The goal is reducing the amount of hours tweens and teens get lost in the digital domain. It will be a challenge but not as hard as one might think.
“There are simple ways to limit screen time and purchases, control access to the content your child views, monitor your child’s activities, and preserve family privacy,” according to the Consumer Reports article. “You just have to locate and activate those features.”
Free apps are available for both Android and Apple devices. Google’s free app for Android and Apple’s free app for iPads and iPhones give parents the power to control and manage usage.
“There are a lot of free options you can use to keep an eye on your kids online,” Consumer Reports technology editor Melanie Pinola said. “With Google Family Link and a Google account you set up for your kids, you can do anything from monitoring their app usage to seeing where they are on a map.”
Additional controls enable parents to restrict certain apps from being accessed by their children. Also, YouTube offers a program specifically for the age-12-and-younger set that preselects appropriate videos for that audience. And YouTube launched YouTube Kids, yet another option.

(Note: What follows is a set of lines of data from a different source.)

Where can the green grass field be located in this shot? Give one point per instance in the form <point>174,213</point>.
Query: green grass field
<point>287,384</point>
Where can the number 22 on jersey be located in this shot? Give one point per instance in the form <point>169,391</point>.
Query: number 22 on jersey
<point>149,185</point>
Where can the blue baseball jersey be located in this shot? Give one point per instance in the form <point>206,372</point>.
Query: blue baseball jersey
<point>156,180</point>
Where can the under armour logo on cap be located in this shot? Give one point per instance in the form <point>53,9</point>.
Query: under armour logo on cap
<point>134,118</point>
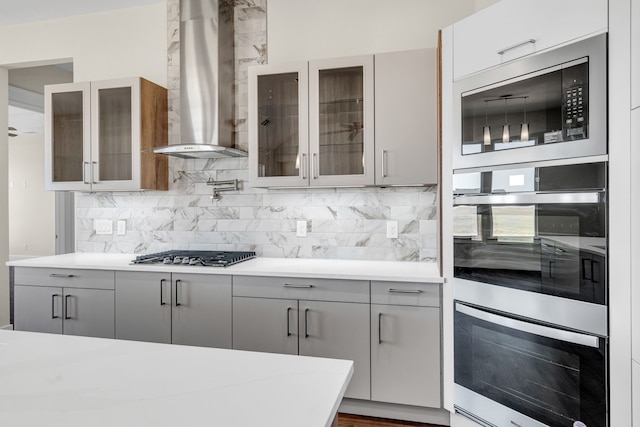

“For parents, the first step in limiting their children’s screen time is to apply the tech version of the golden rule: Model good behavior,” according to another Consumer Reports article titled “How to Limit Your Kid’s Screen Time.” “According to a report from Common Sense Media, a nonprofit group that works on technology issues, many parents set a bad example. They average 9 hours per day in front of screens, with only about 90 minutes of that time dedicated to productive work.”
As if the detachment, distraction and physical inactivity associated with too much of an online presence are not enough, there is the risk of serious impacts on childhood health. Top on the list are type 2 diabetes and obesity. To avoid all that, experts suggest making rules and sticking to them.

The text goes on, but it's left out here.